BWW Reviews: IN THE NEXT ROOM Well Deserving of the Buzz
I'm a sucker for plays that are so multifaceted that I feel I can't do them justice in a review. In the Next Room, or the vibrator play, now playing at ZACH Theatre, is without a doubt one of those plays. The comedy, written by Sarah Ruhl, is wonderful but exceedingly difficult to describe. It's funny but poignant, humorous but emotional, modern and old-fashioned.
Since I can't find the right words to describe the show, I'd love to just say, "Go buy tickets," but a three word review is never appropriate, let alone for this amazing production.
As the second half of the title suggests, In the Next Room is about a vibrator, though not as you would expect.
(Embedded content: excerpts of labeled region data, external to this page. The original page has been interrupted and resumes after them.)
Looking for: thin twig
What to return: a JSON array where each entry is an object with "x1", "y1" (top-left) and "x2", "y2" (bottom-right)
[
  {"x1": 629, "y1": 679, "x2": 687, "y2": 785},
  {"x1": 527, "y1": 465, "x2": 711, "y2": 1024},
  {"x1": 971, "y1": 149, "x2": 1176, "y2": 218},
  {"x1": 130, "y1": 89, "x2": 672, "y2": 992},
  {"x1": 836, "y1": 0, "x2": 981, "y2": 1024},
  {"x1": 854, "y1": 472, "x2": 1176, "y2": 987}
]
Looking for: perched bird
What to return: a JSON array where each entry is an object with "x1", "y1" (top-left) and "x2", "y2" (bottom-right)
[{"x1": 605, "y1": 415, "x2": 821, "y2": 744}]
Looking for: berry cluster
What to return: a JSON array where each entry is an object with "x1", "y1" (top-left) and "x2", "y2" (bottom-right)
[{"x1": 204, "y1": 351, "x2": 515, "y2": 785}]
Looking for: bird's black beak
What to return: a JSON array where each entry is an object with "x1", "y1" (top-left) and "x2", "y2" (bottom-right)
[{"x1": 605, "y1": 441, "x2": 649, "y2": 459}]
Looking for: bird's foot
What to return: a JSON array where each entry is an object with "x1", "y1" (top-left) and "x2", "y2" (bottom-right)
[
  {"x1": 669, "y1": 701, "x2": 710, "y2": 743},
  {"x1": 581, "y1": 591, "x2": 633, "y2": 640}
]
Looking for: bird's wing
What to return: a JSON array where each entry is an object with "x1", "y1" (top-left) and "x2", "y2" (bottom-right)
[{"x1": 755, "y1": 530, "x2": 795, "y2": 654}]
Ruhl's brilliant play explores love and our need for human connection by showing us a glimpse at the early days of the vibrator. Surprisingly, the vibrator was one of the first electric devices. Patented in the 1880s, the vibrator was initially used by doctors to treat "hysteria" in women, an affliction which caused faintness, nervousness, sexual desire, insomnia, depression, and a multitude of other issues. Doctors of the Victorian Age believed that "hysteria" was caused by a buildup of fluid in the ovaries, and massaging the genitals with a vibrator would release the toxic fluids, thereby treating the "disease."
Ruhl's play concerns Dr. Givings (Craig Mungavin) who firmly believes in the revolutionary, scientific techniques provided by the vibrator. As he treats his patients in his home office, his inquisitive wife is left wondering what's going on in the next room. Ruhl's text is remarkable for many reasons. She's able to create fully realized and completely sympathetic characters (we even feel for the misguided Dr. Givings), captures the straight-laced demeanor of Victorian society, and manages to say something profound about our reliance on technology and our struggles to connect with one another. Moreover, despite the subject matter she never goes for the obvious or lewd joke. This may be the only vibrator play you'd be comfortable viewing with your mother.
Director Sarah Rasmussen, who served as Assistant Director on the play's Broadway production, clearly knows and understands the material. Ruhl's text has a very subtle rhythm to it. It moves abruptly from comedy to drama and back again, and Rasmussen is able to make those transitions swiftly and organically. She also understands, as Ruhl does as well, that Victorian women would never talk about their pain. Some of the most powerful moments in the play are silent ones in which the characters clearly reflect on their anguish without saying a word.
Rasmussen also has an astonishingly talented creative team at her disposal. Propmaster Scott Groh provides the show with some very well designed replicas of antique medical devices, and the work of set and costume designer Moria Sine Clinton is exceptional. The set is exquisitely detailed and provides a wonderful surprise in the final moments of the show, but the costumes are what audiences will remember most. As many scenes involve women undressing in the doctor's office, Clinton's opted for total authenticity in every costume piece. There are no zippers or other modern touches. Everything is completely period appropriate, and just seeing the time it takes for the actresses to get in and out of their multiple layers of clothing greatly enhances the show.
To top it off, In the Next Room features an incomparable seven person cast. Irene White is wonderful as Annie, Dr. Givings' quiet but friendly nurse. Craig Mungavin manages to create a sympathetic and even vulnerable character out of the reserved, stoic, and reasonable Dr. Givings. Matthew Redden gives a charming performance as the artistic Mr. Irving. Michelle Alexander, who we saw ham it up as Gary Coleman in Austin Theatre Project's Avenue Q, proves to be a chameleon with the understated but powerful performance she gives here, and Michael Ferstenfeld is amusing as the jovial husband of one of Dr. Giving's patients.
As great as the entire cast is, there are two among them that I feel audiences will talk about the most. As the cold, repressed Sabrina, Amy Downing will make you laugh till it hurts. Her first encounter with the titular contraption is riotously funny. But Downing is more than capable of more emotional moments as well. At one point, her character delivers a monologue in which she praises her husband's discretion and delicateness in the bedroom, all the while describing the unromantic, impersonal way in which he makes love to her (I don't want to spoil all the details, but let's just say they don't do it with the lights on). It's a moment in which the character wants to vent all of her frustrations but knows that the rules of etiquette in Victorian society would never allow it, and it's a moment that Downing plays with subtlety and finesse.